Item 9B. Other Information
None.
PART III
Item 10. Directors, Executive Officers and Corporate Governance
Certain of the information required by this item is contained under the captions “Election of Directors”,
“Governance of the Company” and “Section 16(a) Beneficial Ownership Reporting Compliance” in the
Company’s definitive proxy statement for the 2009 Annual Meeting of Shareholders and is incorporated herein
by reference.
The information required by this item with respect to executive officers of the Company is included in
this Annual Report on Form 10-K under the caption “Executive Officers of the Registrant” and is incorporated
herein by reference.
The Company has a Code of Conduct, which is applicable to all of the Company’s employees, officers
and directors, including the Company’s Chief Executive Officer, Chief Financial Officer and Controller. A
copy of the Code of Conduct is available on the Company’s website under Corporate, Investor Relations,
Corporate Goverance. The Company’s website address is http://www.hasbro.com. Although the Company does
not generally intend to provide waivers of or amendments to the Code of Conduct for its Chief Executive
Officer, Chief Financial Officer, Controller, or other officers or employees, information concerning any waiver
of or amendment to the Code of Conduct for the Chief Executive Officer, Chief Financial Officer, Controller,
or any other executive officers or directors of the Company, will be promptly disclosed on the Company’s
website in the location where the Code of Conduct is posted.
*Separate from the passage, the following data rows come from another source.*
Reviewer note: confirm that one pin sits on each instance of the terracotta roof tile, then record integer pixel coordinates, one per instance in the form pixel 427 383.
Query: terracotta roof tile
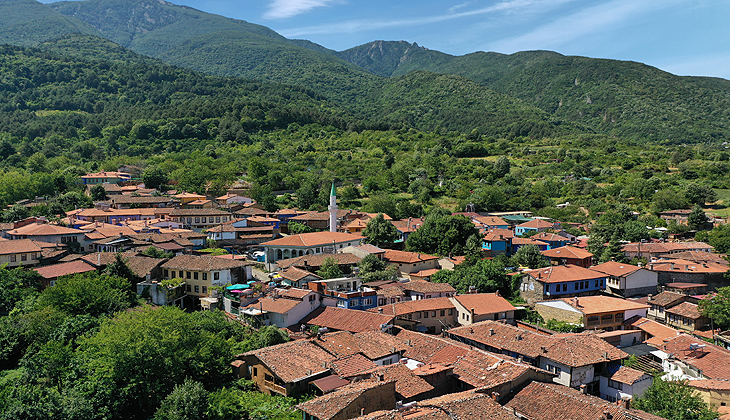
pixel 314 239
pixel 686 309
pixel 568 403
pixel 406 257
pixel 484 303
pixel 589 305
pixel 626 375
pixel 411 306
pixel 293 361
pixel 352 365
pixel 346 319
pixel 64 269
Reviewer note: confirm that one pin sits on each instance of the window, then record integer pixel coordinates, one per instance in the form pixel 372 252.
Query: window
pixel 615 385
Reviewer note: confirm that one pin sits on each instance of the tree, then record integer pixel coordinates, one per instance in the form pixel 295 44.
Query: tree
pixel 154 177
pixel 501 166
pixel 697 219
pixel 187 401
pixel 98 193
pixel 89 294
pixel 699 193
pixel 530 256
pixel 329 269
pixel 717 307
pixel 674 400
pixel 442 234
pixel 381 232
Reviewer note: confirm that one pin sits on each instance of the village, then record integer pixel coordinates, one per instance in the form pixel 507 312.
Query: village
pixel 405 347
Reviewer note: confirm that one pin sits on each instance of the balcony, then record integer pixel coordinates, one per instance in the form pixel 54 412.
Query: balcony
pixel 276 388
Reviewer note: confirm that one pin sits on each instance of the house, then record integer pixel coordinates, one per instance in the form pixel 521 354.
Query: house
pixel 51 273
pixel 683 271
pixel 105 177
pixel 565 403
pixel 410 262
pixel 462 405
pixel 345 292
pixel 199 219
pixel 351 401
pixel 498 241
pixel 534 225
pixel 341 319
pixel 285 369
pixel 40 231
pixel 569 255
pixel 420 289
pixel 285 307
pixel 129 201
pixel 686 316
pixel 407 226
pixel 574 359
pixel 624 382
pixel 23 252
pixel 628 280
pixel 660 303
pixel 554 240
pixel 296 277
pixel 307 243
pixel 561 281
pixel 427 315
pixel 592 312
pixel 476 307
pixel 201 273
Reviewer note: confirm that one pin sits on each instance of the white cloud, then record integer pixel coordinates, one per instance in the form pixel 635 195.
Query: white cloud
pixel 352 26
pixel 282 9
pixel 569 30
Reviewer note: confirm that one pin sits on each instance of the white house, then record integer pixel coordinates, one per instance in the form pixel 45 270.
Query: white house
pixel 628 280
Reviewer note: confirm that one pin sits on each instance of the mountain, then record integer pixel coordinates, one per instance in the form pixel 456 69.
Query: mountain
pixel 28 22
pixel 620 98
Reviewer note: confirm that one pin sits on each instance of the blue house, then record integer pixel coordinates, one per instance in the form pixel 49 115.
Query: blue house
pixel 561 281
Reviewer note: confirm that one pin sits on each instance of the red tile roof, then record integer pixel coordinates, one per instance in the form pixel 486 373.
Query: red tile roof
pixel 293 361
pixel 405 257
pixel 64 269
pixel 411 306
pixel 567 403
pixel 563 273
pixel 484 303
pixel 590 305
pixel 314 239
pixel 626 375
pixel 567 251
pixel 346 319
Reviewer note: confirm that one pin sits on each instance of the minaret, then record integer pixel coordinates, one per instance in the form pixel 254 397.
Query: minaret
pixel 333 209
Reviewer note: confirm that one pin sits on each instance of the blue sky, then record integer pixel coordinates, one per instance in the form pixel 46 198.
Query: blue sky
pixel 685 37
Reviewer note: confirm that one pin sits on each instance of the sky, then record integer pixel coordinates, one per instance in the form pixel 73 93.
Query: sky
pixel 684 37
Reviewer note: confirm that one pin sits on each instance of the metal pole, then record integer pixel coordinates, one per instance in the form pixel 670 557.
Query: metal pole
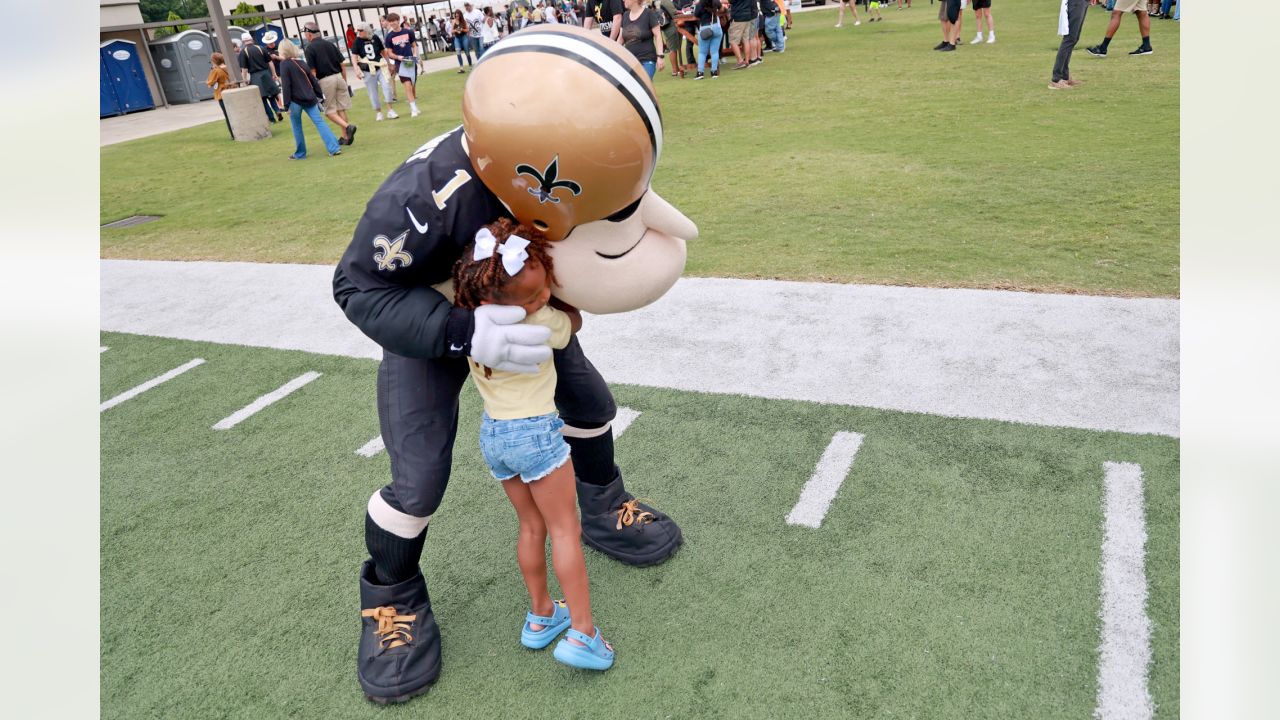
pixel 219 21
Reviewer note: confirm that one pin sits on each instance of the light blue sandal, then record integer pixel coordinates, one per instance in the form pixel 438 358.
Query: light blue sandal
pixel 552 627
pixel 592 655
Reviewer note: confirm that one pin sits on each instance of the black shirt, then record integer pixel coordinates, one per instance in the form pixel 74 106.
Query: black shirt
pixel 254 59
pixel 638 35
pixel 603 12
pixel 406 242
pixel 324 58
pixel 369 49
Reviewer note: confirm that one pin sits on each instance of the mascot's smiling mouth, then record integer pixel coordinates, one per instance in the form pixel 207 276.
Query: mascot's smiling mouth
pixel 620 254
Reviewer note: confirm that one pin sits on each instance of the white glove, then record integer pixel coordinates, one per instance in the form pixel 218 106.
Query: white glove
pixel 501 343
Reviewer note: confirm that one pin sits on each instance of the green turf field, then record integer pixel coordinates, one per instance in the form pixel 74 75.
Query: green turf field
pixel 955 575
pixel 859 155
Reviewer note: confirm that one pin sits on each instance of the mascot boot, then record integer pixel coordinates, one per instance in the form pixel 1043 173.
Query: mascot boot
pixel 400 643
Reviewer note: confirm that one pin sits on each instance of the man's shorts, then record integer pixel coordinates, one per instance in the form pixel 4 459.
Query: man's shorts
pixel 530 447
pixel 741 31
pixel 336 96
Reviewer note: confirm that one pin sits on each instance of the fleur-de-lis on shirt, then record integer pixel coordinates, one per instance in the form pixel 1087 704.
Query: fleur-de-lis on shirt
pixel 547 181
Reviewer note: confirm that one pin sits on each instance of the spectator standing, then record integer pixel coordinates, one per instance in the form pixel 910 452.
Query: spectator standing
pixel 257 69
pixel 982 10
pixel 741 31
pixel 604 14
pixel 302 95
pixel 711 35
pixel 458 35
pixel 368 53
pixel 325 63
pixel 475 18
pixel 641 35
pixel 1075 10
pixel 219 80
pixel 1121 8
pixel 400 48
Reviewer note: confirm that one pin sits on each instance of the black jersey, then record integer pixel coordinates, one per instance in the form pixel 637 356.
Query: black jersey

The Company has also posted on its website, in the Corporate Governance location referred to above,
copies of its Corporate Governance Principles and of the charters for its (i) Audit, (ii) Compensation,
(iii) Finance, (iv) Nominating, Governance and Social Responsibility, and (v) Executive Committees of its
Board of Directors.
In addition to being accessible on the Company’s website, copies of the Company’s Code of Conduct,
Corporate Governance Principles, and charters for the Company’s five Board Committees, are all available free
of charge upon request to the Company’s Chief Legal Officer and Secretary, Barry Nagler, at 1027 Newport
Avenue, P.O. Box 1059, Pawtucket, R.I. 02862-1059.
Pursuant to the Annual Chief Executive Officer Certification submitted to the New York Stock Exchange
(“NYSE”), the Company’s Chief Executive Officer certified on May 27, 2008 that he was not aware of any
violation by the Company of the NYSE’s corporate governance listing standards. Further, as of the date of the
filing of this report, the Company’s Chief Executive Officer is not aware of any violation by the Company of
the New York Stock Exchange’s corporate governance listing standards.
Item 11. Executive Compensation
The information required by this item is contained under the captions “Compensation of Directors”,
“Executive Compensation”, “ Compensation Committee Report”, “Compensation Discussion and Analysis”
and “Compensation Committee Interlocks and Insider Participation” in the Company’s definitive proxy
statement for the 2009 Annual Meeting of Shareholders and is incorporated herein by reference.